In some countries, such as the U.S., a vast majority of adults already have access to vaccines. A vast majority of American athletes will be vaccinated well before the Olympics begin on July 23.
But as of Wednesday, just 8% of the world's population had received at least one vaccine dose. In most countries, athletes would need priority access to ensure full immunization by July. The IOC said that national Olympic committees "will work with their local governments to coordinate local distribution in accordance with each country’s vaccination guidelines and consistent with local regulations."
IOC pushes for vaccinations amid Olympic controversy
The IOC announced the memorandum of understanding with the drug companies as the pandemic rages on around the world. More-contagious variants have accelerated it. More COVID-19 cases have been diagnosed over the past 30 days than in any other 30-day period. Japan, the Olympic host country, where only 2% of citizens have been vaccinated, recently extended a state of emergency through the end of May. The Olympics, in this climate, have become hugely controversial.
Under pressure to ensure that the Games don't contribute to COVID-19 surges, the IOC has pushed national Olympic committees to ensure their athletes and officials are vaccinated.
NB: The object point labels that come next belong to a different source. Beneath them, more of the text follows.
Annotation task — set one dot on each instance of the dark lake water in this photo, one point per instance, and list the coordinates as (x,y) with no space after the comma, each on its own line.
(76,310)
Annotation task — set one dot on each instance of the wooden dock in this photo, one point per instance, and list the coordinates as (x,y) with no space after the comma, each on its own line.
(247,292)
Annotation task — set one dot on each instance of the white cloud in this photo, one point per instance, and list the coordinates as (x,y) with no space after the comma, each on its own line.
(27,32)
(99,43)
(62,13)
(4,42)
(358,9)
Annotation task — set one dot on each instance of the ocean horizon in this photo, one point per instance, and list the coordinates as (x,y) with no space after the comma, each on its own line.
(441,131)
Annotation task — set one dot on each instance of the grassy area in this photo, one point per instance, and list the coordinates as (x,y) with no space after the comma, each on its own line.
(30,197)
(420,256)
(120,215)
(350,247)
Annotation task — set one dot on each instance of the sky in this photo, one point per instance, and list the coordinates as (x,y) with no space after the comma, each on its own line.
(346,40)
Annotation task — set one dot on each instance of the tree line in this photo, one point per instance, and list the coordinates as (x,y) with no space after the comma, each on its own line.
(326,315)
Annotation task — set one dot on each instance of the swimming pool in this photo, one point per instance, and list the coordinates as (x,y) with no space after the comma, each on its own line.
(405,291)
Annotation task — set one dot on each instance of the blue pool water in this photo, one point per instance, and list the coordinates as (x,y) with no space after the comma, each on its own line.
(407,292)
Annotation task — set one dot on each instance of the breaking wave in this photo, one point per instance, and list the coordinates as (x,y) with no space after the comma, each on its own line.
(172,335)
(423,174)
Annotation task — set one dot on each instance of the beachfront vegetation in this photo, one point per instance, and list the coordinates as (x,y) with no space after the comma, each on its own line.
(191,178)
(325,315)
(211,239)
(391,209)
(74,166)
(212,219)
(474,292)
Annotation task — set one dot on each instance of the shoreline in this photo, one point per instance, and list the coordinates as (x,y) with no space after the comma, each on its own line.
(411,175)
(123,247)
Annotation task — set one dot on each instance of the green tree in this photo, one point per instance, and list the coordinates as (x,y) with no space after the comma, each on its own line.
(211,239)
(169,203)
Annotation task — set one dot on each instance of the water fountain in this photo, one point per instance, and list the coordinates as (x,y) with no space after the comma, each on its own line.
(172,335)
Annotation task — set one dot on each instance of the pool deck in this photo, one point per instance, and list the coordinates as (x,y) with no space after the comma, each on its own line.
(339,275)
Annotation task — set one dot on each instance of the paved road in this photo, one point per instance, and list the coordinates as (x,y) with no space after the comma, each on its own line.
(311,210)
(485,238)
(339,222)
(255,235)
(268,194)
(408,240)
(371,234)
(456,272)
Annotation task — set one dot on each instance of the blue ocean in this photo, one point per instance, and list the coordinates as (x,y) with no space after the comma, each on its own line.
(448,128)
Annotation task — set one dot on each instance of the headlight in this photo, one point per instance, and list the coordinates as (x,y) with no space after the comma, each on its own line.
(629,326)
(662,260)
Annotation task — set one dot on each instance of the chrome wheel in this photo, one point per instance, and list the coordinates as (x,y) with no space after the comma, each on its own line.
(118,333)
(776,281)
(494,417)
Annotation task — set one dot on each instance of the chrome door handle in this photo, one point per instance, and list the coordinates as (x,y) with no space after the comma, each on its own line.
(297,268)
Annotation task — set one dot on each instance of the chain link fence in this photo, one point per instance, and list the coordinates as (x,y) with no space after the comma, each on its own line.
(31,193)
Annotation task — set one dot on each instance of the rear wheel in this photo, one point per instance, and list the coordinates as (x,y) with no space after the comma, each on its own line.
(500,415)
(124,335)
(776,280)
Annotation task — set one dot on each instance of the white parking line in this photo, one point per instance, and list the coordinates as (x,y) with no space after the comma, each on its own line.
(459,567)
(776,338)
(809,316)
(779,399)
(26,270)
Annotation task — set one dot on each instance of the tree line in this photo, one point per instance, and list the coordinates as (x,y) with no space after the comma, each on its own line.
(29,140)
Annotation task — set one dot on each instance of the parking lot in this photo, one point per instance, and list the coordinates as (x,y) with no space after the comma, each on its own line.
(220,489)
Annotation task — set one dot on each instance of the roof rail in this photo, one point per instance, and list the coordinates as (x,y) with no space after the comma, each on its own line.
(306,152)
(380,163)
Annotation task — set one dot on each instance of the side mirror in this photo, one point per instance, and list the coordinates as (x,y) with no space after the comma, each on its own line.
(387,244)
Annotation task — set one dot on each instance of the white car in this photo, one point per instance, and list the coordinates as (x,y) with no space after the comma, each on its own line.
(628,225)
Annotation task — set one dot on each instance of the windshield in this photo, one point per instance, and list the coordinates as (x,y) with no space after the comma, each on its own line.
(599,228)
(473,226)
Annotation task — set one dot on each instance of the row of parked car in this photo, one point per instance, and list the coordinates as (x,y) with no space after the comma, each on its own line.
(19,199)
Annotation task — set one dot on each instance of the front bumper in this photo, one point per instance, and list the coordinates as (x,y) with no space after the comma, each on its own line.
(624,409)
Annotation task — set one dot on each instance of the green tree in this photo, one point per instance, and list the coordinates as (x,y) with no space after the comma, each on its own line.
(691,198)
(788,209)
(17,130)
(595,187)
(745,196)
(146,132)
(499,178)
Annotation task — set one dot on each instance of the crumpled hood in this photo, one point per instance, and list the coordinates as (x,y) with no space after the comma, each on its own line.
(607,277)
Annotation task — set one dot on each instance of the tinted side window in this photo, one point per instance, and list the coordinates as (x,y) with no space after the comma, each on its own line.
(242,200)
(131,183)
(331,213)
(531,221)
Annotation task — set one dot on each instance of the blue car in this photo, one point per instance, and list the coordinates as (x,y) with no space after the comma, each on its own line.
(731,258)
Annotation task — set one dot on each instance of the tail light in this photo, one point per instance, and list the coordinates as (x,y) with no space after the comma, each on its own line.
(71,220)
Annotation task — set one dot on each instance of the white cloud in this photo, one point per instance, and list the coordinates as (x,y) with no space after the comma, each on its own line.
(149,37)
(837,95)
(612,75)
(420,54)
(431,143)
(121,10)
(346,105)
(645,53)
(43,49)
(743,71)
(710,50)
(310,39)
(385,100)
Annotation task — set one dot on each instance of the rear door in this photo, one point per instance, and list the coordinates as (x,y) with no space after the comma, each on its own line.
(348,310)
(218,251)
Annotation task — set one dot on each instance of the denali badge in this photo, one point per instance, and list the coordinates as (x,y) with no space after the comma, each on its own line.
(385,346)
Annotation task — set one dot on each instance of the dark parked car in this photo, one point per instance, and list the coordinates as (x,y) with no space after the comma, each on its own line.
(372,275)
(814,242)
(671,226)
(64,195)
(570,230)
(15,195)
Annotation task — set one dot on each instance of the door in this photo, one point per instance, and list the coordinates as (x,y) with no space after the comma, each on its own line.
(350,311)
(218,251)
In March, the IOC agreed to buy doses of China's Sinovac vaccine for athletes, but later clarified that those doses would only be available to athletes in the two dozen countries where the Sinovac shot has been approved. (Data around its efficacy are murky.)
The IOC has said that it won't require Games participants to get vaccinated, and that those who are vaccinated will have to follow the same COVID-related protocols as those who aren't. The protocols, updated in late April, rely heavily on physical distancing, restrictions of movement and daily testing.
But vaccines will nonetheless be valuable. Any athlete who tests positive for COVID will be removed from competition. Vaccinations, of course, could help prevent or suppress outbreaks within and beyond the Olympic village.
Details of Pfizer donation murky
Its unclear, though, what impact this out-of-nowhere Pfizer agreement will have. The Pfizer vaccine has been approved in 91 countries. Supply and distribution are still ramping up in many. The IOC said that "any additional doses delivered by Pfizer and BioNTech will not be taken out of existing programs, but will be in addition to existing quotas and planned deliveries around the world." It's difficult to see how Thursday's news would have any impact unless athletes are prioritized within those distribution programs.
The IOC said Thursday that it expects "that a significant proportion of Games participants will have been vaccinated before arriving in Japan. The new [memorandum of understanding] adds to these efforts."
As for why Prizer is prioritizing the Olympics, CEO Albert Bourla said in a statement: “The return of the Olympic and Paralympic Games represents a monumental moment of world unity and peace after a grueling year of isolation and devastation. We are proud to play a role in providing vaccines to athletes and their national Olympic delegations where possible.”